En lisant le livre de David Schoenbrun,"Soldats du Silence" (Plon), un ancien des services américains qui travailla à Alger en liaison avec des réseaux en France occupée après le débarquement de 1942, j'ai appris que le colonel Groussard avait été directement mêlé à l'arrestation de Pierre Laval en décembre 1940.

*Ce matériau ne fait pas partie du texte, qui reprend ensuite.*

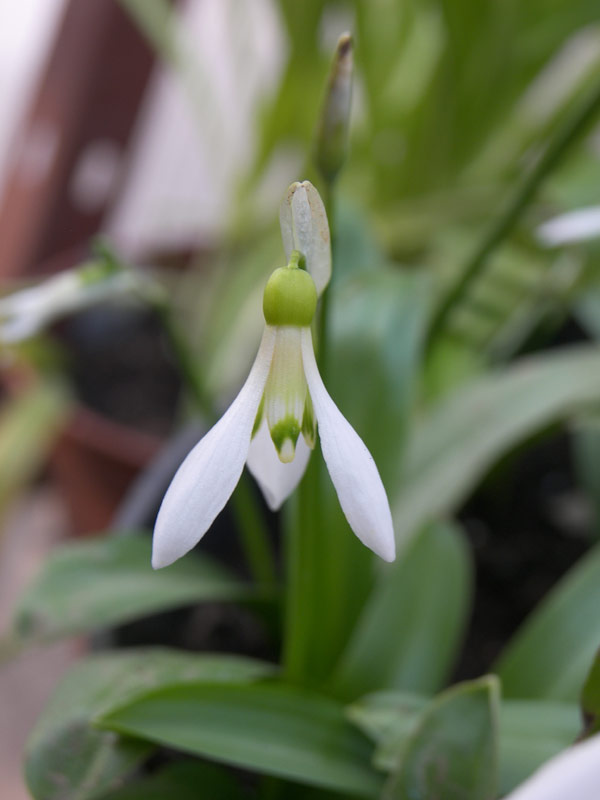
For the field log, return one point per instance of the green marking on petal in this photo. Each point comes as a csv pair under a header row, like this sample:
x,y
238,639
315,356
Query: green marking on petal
x,y
309,423
259,416
285,435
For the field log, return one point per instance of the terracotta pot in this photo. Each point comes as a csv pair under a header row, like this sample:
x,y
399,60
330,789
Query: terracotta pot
x,y
94,463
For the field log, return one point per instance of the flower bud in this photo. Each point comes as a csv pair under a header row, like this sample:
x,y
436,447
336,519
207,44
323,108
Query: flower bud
x,y
332,132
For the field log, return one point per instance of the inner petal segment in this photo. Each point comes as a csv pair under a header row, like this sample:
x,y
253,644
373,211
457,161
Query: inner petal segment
x,y
285,392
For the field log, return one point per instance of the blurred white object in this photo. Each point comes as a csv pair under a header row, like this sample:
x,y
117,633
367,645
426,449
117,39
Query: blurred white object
x,y
575,226
575,773
196,130
25,313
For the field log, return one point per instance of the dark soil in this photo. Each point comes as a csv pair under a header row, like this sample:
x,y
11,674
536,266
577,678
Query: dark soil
x,y
119,366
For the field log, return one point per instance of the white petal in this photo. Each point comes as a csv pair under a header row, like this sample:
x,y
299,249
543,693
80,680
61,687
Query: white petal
x,y
209,474
575,226
351,466
573,773
304,227
276,479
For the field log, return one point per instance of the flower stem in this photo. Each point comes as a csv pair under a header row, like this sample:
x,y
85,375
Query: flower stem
x,y
250,521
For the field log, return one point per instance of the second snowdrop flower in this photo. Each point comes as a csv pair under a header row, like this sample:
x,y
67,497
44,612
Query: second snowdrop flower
x,y
273,423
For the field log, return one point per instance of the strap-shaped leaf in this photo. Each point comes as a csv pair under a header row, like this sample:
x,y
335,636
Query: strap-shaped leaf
x,y
412,624
453,751
109,581
67,759
461,437
531,731
274,729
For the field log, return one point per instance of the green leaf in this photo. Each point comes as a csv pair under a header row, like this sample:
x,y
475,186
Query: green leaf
x,y
29,425
275,729
378,323
452,753
454,444
590,699
531,731
109,581
67,759
412,625
182,780
552,652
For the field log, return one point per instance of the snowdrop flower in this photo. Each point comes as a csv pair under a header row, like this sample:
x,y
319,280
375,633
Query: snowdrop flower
x,y
27,312
573,773
272,424
575,226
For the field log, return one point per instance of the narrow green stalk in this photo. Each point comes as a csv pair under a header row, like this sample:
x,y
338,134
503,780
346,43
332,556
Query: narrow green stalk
x,y
250,522
568,134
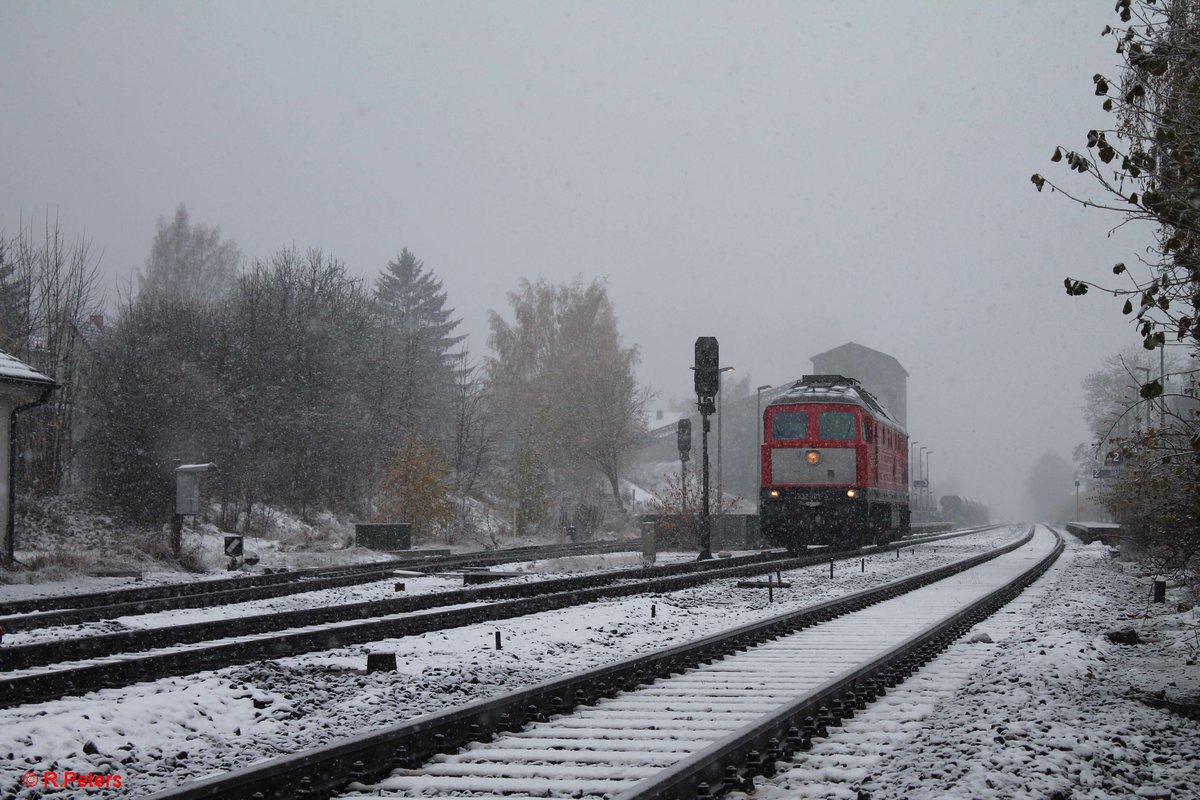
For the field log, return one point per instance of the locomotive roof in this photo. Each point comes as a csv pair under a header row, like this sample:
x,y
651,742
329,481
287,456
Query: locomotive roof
x,y
826,389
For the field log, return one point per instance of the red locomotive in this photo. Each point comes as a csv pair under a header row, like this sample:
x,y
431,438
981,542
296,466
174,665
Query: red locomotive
x,y
834,468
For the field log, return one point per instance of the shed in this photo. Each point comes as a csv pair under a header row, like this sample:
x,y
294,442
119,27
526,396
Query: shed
x,y
21,388
879,372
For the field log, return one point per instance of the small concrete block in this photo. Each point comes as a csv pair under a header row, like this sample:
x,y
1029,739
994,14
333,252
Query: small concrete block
x,y
381,662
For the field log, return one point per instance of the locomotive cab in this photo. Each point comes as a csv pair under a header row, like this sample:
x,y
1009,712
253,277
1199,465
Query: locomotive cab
x,y
834,468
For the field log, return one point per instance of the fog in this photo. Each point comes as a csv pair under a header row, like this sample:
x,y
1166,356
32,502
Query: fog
x,y
786,176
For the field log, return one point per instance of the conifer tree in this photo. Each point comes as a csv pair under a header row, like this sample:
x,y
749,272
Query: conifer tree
x,y
415,355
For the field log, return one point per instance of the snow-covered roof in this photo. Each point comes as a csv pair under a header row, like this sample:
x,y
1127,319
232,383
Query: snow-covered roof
x,y
15,371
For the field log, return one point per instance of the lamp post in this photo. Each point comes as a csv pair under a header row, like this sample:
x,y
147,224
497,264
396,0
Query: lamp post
x,y
757,423
1149,408
929,489
720,487
912,476
921,492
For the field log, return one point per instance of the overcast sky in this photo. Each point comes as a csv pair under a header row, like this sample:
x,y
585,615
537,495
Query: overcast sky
x,y
786,176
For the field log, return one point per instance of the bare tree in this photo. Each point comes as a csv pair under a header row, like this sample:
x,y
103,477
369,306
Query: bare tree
x,y
190,260
562,374
54,294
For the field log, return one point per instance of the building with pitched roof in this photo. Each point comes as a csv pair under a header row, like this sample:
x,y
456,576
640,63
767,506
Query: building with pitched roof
x,y
21,388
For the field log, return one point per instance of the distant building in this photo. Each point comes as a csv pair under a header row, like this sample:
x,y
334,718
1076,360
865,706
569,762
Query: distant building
x,y
879,372
21,388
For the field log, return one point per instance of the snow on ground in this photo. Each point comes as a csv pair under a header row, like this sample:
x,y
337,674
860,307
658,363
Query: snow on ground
x,y
414,583
1042,704
163,733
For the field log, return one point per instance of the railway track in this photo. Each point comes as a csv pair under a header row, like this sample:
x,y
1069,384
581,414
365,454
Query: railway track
x,y
695,720
36,672
75,609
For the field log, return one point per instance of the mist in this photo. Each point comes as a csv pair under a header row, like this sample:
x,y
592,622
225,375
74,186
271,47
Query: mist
x,y
786,176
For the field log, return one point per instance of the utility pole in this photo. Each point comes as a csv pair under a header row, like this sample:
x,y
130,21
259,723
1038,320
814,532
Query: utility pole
x,y
757,453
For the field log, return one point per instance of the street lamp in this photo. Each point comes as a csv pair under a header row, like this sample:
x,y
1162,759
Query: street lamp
x,y
1149,408
757,429
921,491
720,487
912,476
929,489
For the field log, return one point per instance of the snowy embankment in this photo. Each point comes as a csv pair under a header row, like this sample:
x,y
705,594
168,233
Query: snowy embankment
x,y
1036,702
163,733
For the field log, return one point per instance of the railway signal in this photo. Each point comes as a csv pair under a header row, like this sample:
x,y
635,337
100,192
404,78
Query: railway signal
x,y
708,383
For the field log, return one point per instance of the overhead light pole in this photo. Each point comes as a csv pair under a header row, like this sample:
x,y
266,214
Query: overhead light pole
x,y
921,489
720,487
757,423
912,475
929,489
1147,404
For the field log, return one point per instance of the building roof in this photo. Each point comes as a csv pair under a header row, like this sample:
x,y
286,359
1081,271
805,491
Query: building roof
x,y
18,372
863,352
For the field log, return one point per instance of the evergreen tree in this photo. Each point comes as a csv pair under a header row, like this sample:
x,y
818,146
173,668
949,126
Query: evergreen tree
x,y
415,348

Cet officier hyperactif fut donc de bien des coups tordus à Vichy... Ancien chef du 2e bureau, il savait pas mal de choses et je suis persuadé, hélas sans pouvoir le prouver, qu'il a joué un rôle, direct ou indirect, dans l'affaire de Caluire. C'est une de ses agentes doubles (triple ?) qui accepta de collaborer avec le SD de Lyon pour indiquer le lieu de la réunion à Caluire: elle a toujours affirmé avoir agi sur ordre de ses supérieurs dans son réseau de renseignement, et c'était Groussard qui dirigeait les opérations clandestines. Toujours d'après les témoignages d'Edmée Delétraz, Groussard voulait avoir une "taupe" dans les locaux de la police nazie. Très bien, mais alors pourquoi avoir choisi cette agente de liaison peu susceptible d'être mise au courant des opérations délicates à un niveau supérieur...? Il aurait pu introduire un officier jouant le rôle d'un collaborateur enthousiaste. Une fois sa première arrestation connue, pourquoi n'a-t'il pas retiré cette femme fragilisée par une vie affective remuante et qui sortait avec un agent du SD ? C'est énorme et on se frotte les yeux ! Avant Caluire, elle avait pris part à l'arrestation de Berty Albrecht, l'assistante de Frenay, elle aussi marquée à gauche.
On sait l'anti-communisme implacable et militant de certains officiers de l'armée d'armistice, plus particulièrement ceux qui opéraient dans les différents services de renseignement et de répression agissant contre les gaullistes et les communistes.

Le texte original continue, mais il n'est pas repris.